Kerry aims to boost stability of natural citrus flavours

By Jane Byrne

- Last updated on GMT

Related tags Citrus Kerry

Natural flavours supplier, Kerry Ingredients, has flagged up a six month dateline for the conclusion of an existing project aiming to optimise the stability of natural citrus flavours for use in beverages.

While looking at the company’s complete citrus flavourings portfolio, Jolande de Ridder, marketing manager beverages for the EMEA region at Kerry, told this publication that the main focus of the research is increasing the stability of its lemon and lime flavours.

Citrus flavours are a perennial favourite, ranked at number one worldwide, according to Mintel’s Global New Product Database, but one of the most common challenges they present is the fact they are prone to damage from oxygen, light and heat, and thus have a short shelf life.

The marketing manager said she could not reveal the proprietary technology involved but explained that a way to redress the stability challenges of citrus flavours is through “optimising the raw materials used and the processing steps involved in production.”

According to de Ridder, the supplier’s proximity to the citrus groves of Florida, at its development centre in Lakeland, assists it in this regard as it can manage raw materials from the groves right through the production process.
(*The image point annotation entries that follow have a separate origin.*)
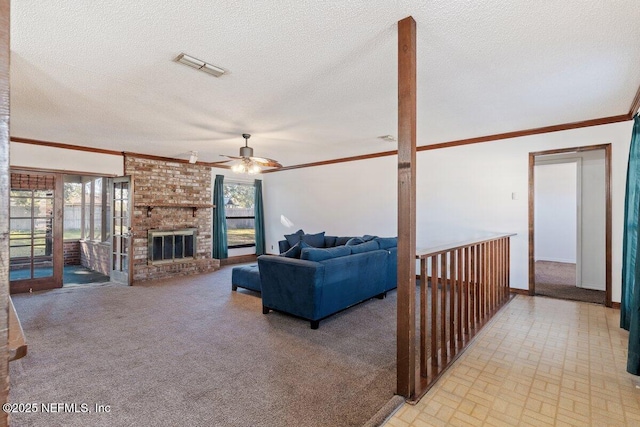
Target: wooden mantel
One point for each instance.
(194, 207)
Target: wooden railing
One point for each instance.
(467, 283)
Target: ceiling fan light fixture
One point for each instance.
(254, 169)
(193, 157)
(198, 64)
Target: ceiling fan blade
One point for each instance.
(266, 162)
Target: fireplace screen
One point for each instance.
(172, 246)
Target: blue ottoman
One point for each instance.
(246, 276)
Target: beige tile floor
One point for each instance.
(539, 362)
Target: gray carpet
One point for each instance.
(190, 351)
(558, 280)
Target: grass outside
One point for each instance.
(241, 236)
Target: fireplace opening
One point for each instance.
(172, 246)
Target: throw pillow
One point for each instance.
(315, 240)
(387, 242)
(295, 250)
(354, 241)
(294, 238)
(329, 241)
(320, 254)
(364, 247)
(340, 241)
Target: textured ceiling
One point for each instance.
(311, 80)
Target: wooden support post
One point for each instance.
(4, 206)
(406, 325)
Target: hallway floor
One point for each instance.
(539, 362)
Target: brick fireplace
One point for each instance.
(170, 199)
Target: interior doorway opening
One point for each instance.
(570, 224)
(86, 230)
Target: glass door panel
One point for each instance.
(121, 221)
(31, 234)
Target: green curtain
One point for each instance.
(219, 220)
(259, 215)
(630, 302)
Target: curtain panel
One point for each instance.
(220, 250)
(630, 301)
(259, 218)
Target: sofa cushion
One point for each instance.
(387, 242)
(295, 250)
(294, 238)
(364, 247)
(315, 240)
(340, 241)
(354, 241)
(320, 254)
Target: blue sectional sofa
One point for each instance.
(319, 282)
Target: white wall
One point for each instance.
(556, 212)
(63, 160)
(460, 189)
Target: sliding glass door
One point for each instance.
(32, 237)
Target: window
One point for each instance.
(239, 211)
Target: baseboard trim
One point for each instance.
(240, 259)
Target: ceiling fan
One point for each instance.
(247, 163)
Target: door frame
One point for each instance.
(578, 202)
(129, 252)
(608, 226)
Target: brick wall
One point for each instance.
(71, 250)
(95, 256)
(157, 182)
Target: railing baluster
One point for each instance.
(452, 301)
(434, 311)
(459, 293)
(443, 306)
(423, 317)
(468, 284)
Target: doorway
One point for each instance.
(570, 224)
(68, 230)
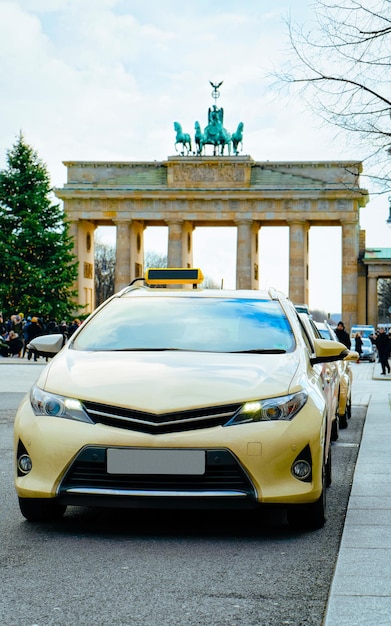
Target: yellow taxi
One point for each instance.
(172, 396)
(345, 377)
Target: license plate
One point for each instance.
(125, 461)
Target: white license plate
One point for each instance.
(125, 461)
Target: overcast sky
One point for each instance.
(106, 79)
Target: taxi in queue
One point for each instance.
(170, 395)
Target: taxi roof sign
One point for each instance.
(173, 276)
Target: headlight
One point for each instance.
(273, 409)
(52, 405)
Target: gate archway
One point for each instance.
(183, 193)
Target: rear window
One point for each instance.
(180, 323)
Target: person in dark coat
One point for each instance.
(358, 345)
(383, 347)
(33, 331)
(342, 335)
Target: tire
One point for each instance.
(335, 428)
(311, 516)
(329, 470)
(343, 422)
(41, 509)
(349, 408)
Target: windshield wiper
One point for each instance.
(261, 351)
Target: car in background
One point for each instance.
(179, 398)
(369, 351)
(344, 411)
(329, 372)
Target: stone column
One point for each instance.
(187, 244)
(298, 262)
(244, 254)
(136, 249)
(122, 255)
(175, 243)
(350, 250)
(372, 301)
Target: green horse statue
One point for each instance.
(237, 138)
(182, 138)
(214, 134)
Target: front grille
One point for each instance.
(154, 424)
(223, 472)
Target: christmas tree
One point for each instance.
(37, 266)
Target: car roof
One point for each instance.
(203, 293)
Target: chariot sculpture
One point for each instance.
(214, 133)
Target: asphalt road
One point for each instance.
(100, 567)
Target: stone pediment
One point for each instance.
(214, 172)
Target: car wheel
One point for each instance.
(328, 470)
(335, 428)
(41, 509)
(349, 408)
(311, 516)
(343, 421)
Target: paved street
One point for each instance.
(124, 568)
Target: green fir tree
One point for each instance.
(37, 266)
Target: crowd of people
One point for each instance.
(17, 331)
(380, 339)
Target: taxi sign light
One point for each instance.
(173, 276)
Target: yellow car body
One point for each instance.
(137, 413)
(345, 376)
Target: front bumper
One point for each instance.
(246, 465)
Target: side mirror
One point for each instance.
(47, 345)
(327, 351)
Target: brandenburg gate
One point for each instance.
(189, 191)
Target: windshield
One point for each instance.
(180, 323)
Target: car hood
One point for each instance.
(168, 381)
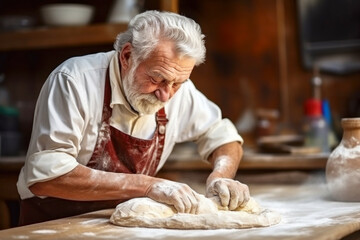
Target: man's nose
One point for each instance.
(163, 93)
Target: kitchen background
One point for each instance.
(254, 66)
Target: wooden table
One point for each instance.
(306, 209)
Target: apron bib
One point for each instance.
(114, 151)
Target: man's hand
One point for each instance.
(231, 193)
(179, 195)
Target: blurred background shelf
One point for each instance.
(41, 38)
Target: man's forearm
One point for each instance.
(84, 183)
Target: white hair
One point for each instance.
(147, 29)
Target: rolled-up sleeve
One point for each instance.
(200, 120)
(218, 134)
(57, 130)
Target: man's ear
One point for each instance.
(124, 56)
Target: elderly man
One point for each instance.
(105, 124)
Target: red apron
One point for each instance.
(114, 151)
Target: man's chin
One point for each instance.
(148, 110)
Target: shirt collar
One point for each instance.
(117, 92)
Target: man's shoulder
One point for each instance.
(79, 65)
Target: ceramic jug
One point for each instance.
(343, 165)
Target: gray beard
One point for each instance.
(142, 103)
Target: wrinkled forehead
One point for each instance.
(165, 61)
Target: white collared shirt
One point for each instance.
(69, 110)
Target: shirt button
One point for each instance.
(161, 129)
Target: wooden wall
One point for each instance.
(253, 61)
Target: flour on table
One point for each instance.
(145, 212)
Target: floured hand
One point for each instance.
(231, 194)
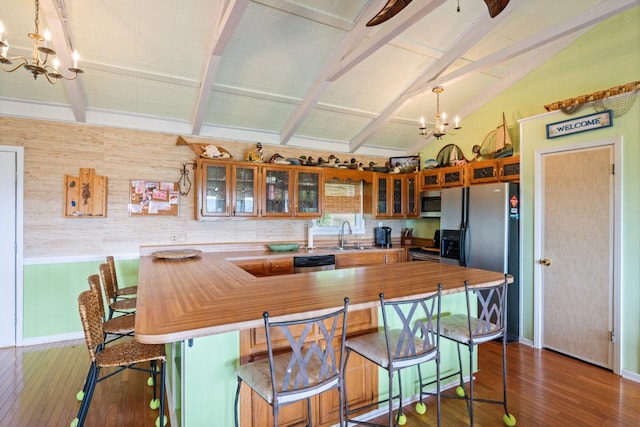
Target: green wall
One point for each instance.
(50, 292)
(606, 56)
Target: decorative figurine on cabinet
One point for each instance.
(254, 154)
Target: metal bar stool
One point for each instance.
(301, 369)
(416, 342)
(467, 330)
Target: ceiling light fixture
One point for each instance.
(440, 128)
(39, 56)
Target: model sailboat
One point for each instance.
(504, 148)
(496, 144)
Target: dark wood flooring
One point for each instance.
(38, 385)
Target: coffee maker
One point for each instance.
(382, 236)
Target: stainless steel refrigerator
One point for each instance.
(479, 229)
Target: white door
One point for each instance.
(577, 253)
(8, 245)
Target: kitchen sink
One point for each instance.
(351, 248)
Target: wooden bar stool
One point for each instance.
(122, 306)
(127, 291)
(469, 331)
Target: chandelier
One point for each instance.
(38, 64)
(440, 128)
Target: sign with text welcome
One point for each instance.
(603, 119)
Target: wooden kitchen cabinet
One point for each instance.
(392, 196)
(277, 188)
(495, 170)
(309, 192)
(451, 176)
(257, 267)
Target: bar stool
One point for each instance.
(298, 370)
(126, 291)
(467, 330)
(124, 355)
(416, 342)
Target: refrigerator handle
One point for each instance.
(463, 251)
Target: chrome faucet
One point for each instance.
(342, 233)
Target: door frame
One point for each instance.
(538, 296)
(19, 249)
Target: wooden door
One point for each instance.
(578, 242)
(8, 193)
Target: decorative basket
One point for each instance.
(204, 150)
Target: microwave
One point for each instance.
(430, 204)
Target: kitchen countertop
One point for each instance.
(208, 294)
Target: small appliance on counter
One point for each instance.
(382, 236)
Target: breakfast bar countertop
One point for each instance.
(208, 294)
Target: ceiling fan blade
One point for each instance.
(496, 6)
(392, 8)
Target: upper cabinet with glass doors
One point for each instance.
(309, 192)
(213, 200)
(240, 189)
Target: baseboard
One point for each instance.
(48, 339)
(633, 376)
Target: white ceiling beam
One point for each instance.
(587, 19)
(542, 55)
(320, 85)
(56, 17)
(386, 34)
(226, 21)
(464, 42)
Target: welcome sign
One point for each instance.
(603, 119)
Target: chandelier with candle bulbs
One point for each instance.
(38, 64)
(441, 125)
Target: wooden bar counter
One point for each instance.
(208, 294)
(203, 309)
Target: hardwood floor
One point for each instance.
(38, 386)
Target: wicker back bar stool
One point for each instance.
(126, 291)
(124, 355)
(471, 331)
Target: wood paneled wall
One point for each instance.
(53, 149)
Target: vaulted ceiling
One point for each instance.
(304, 73)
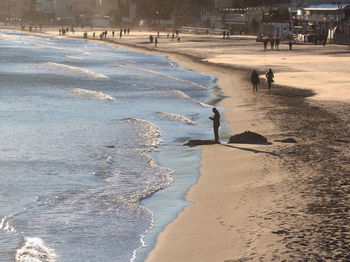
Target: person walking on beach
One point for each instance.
(265, 43)
(272, 41)
(277, 42)
(254, 78)
(269, 77)
(216, 124)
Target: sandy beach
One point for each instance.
(275, 202)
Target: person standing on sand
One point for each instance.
(216, 124)
(254, 78)
(277, 43)
(269, 77)
(265, 43)
(272, 41)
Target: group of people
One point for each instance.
(254, 78)
(255, 81)
(274, 42)
(155, 39)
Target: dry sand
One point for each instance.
(266, 202)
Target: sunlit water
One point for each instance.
(87, 132)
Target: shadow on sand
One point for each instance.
(252, 150)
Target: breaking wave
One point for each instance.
(182, 94)
(65, 49)
(150, 133)
(93, 94)
(35, 250)
(6, 225)
(68, 57)
(77, 69)
(175, 117)
(163, 75)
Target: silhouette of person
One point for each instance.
(269, 77)
(216, 124)
(254, 78)
(265, 43)
(272, 41)
(277, 43)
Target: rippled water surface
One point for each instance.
(83, 127)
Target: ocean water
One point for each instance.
(89, 133)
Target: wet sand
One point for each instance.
(266, 202)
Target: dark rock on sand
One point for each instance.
(200, 142)
(248, 138)
(287, 140)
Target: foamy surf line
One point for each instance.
(78, 69)
(182, 94)
(176, 117)
(93, 94)
(163, 75)
(64, 49)
(34, 249)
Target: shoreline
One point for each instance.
(270, 198)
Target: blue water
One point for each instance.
(88, 133)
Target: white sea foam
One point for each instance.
(163, 75)
(150, 133)
(35, 250)
(69, 57)
(77, 69)
(93, 94)
(65, 49)
(182, 94)
(6, 225)
(175, 117)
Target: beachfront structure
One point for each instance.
(317, 21)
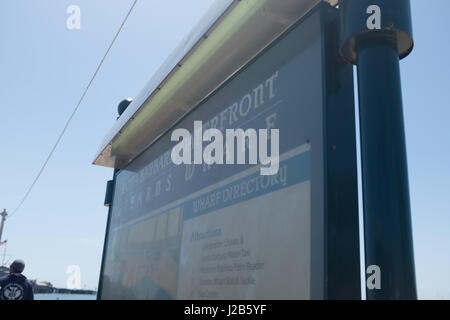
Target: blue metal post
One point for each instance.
(377, 33)
(387, 218)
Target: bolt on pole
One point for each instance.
(2, 223)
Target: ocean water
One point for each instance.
(62, 296)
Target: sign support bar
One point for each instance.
(377, 35)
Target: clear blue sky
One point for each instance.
(45, 67)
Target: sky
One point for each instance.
(45, 67)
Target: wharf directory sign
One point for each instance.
(226, 231)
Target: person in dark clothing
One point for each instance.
(15, 286)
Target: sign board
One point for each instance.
(228, 232)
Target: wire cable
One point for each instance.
(73, 113)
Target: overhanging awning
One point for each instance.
(228, 36)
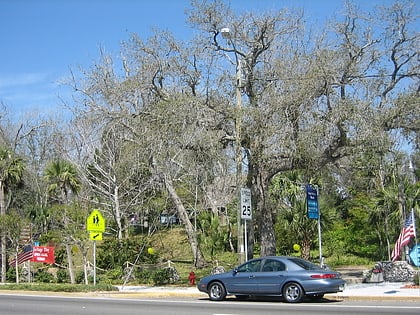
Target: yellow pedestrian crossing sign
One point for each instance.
(95, 236)
(95, 222)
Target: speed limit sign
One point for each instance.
(246, 209)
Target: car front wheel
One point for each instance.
(293, 292)
(217, 291)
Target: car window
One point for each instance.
(251, 266)
(273, 265)
(304, 264)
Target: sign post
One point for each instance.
(314, 213)
(246, 214)
(95, 225)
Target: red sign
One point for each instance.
(43, 254)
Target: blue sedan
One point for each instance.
(292, 278)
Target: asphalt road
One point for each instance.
(53, 305)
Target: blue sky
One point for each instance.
(43, 39)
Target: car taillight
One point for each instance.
(324, 276)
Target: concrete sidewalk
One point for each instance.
(383, 291)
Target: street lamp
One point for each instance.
(238, 152)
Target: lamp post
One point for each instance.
(238, 150)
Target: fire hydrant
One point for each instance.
(191, 278)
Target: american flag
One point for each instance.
(406, 234)
(24, 255)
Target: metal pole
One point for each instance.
(321, 260)
(246, 240)
(238, 155)
(94, 262)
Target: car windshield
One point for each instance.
(251, 266)
(304, 264)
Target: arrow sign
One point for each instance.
(95, 222)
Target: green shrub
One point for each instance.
(165, 276)
(63, 276)
(44, 277)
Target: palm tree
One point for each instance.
(62, 179)
(11, 171)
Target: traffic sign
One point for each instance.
(95, 236)
(246, 208)
(312, 202)
(95, 222)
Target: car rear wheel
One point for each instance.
(293, 292)
(217, 291)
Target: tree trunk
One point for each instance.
(199, 260)
(265, 218)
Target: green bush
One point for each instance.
(44, 277)
(63, 276)
(165, 276)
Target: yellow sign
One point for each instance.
(95, 222)
(95, 236)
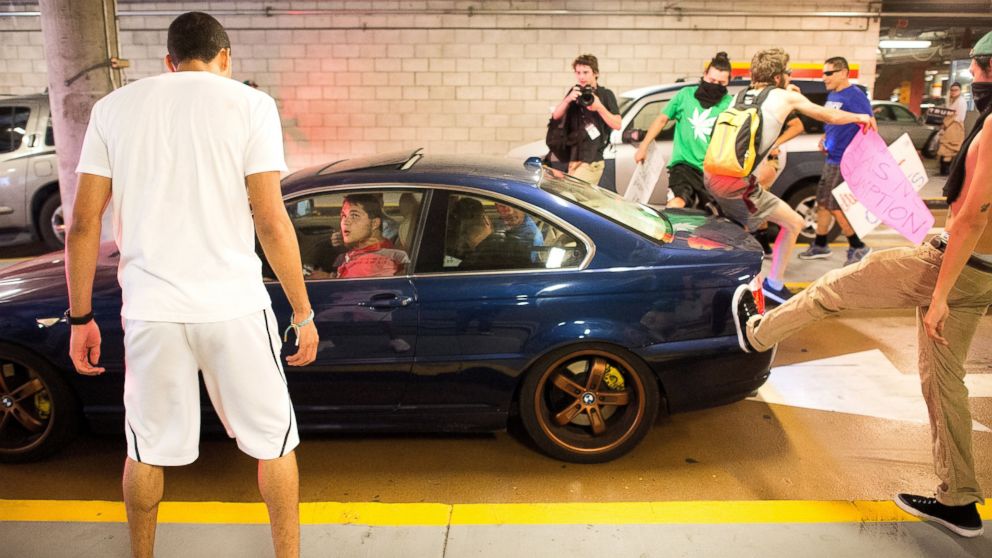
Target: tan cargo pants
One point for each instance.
(902, 278)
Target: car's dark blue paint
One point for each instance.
(447, 351)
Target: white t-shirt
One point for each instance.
(177, 148)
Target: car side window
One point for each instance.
(647, 115)
(483, 234)
(13, 127)
(355, 234)
(903, 114)
(50, 134)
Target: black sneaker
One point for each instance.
(962, 520)
(778, 295)
(743, 307)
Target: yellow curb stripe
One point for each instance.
(397, 515)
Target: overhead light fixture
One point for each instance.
(901, 43)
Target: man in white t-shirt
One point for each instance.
(190, 161)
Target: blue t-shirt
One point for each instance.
(850, 99)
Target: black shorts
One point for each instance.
(686, 182)
(830, 178)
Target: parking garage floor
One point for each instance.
(808, 465)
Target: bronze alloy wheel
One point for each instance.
(37, 411)
(589, 404)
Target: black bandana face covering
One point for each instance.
(710, 94)
(981, 93)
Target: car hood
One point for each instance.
(699, 231)
(44, 276)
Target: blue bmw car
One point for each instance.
(514, 293)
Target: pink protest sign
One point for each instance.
(876, 180)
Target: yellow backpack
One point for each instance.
(733, 149)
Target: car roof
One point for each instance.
(652, 89)
(413, 166)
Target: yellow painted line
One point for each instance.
(399, 515)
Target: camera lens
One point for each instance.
(586, 99)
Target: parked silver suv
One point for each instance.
(30, 206)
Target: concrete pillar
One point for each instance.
(80, 39)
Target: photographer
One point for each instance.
(590, 112)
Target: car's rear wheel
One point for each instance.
(803, 200)
(51, 222)
(589, 403)
(38, 411)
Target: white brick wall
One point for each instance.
(363, 78)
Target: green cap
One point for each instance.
(983, 47)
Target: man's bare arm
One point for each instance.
(278, 239)
(82, 248)
(965, 229)
(796, 101)
(793, 128)
(656, 127)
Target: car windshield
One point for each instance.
(636, 216)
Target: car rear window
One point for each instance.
(638, 217)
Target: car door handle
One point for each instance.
(386, 302)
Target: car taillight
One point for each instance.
(759, 296)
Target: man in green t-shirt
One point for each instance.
(694, 110)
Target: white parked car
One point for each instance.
(800, 163)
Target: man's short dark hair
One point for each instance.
(370, 204)
(720, 62)
(587, 60)
(838, 63)
(196, 36)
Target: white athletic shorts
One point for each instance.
(244, 377)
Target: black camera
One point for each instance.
(586, 97)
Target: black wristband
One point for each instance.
(79, 320)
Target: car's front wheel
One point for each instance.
(38, 411)
(803, 200)
(588, 404)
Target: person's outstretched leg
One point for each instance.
(279, 483)
(896, 278)
(143, 487)
(790, 225)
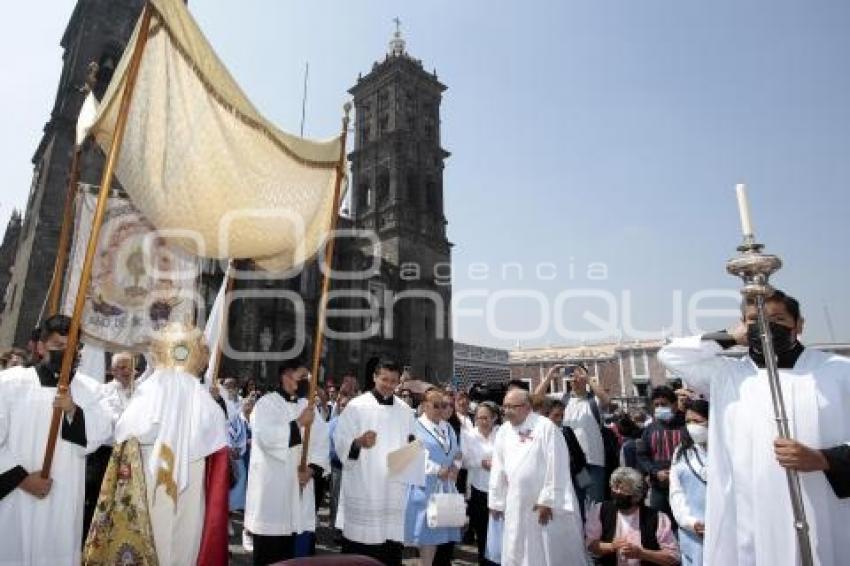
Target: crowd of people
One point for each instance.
(543, 479)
The citrus specialist's flavour capabilities include emulsion, molecular distillation, encapsulation and extraction.

Cost effective flavours

And Kerry said that its integrated production approach means it can offer cost-effective citrus flavours for beverages.

Since January this year, the EU authorities have set down minimal quantity levels regarding natural flavours so, for example, a natural orange flavour must have minimum 95% orange content, whilst the same is true for flavour combinations such as lemon and lime. Leatherhead, in a recent report, notes that as a result of these regulatory changes, natural flavours are likely to carry a higher cost.

But de Ridder finds that a lot of beverage manufacturers are not going down the route of choosing flavours with 'minimum 95% content' but are often opting for the less costly "natural flavouring substances".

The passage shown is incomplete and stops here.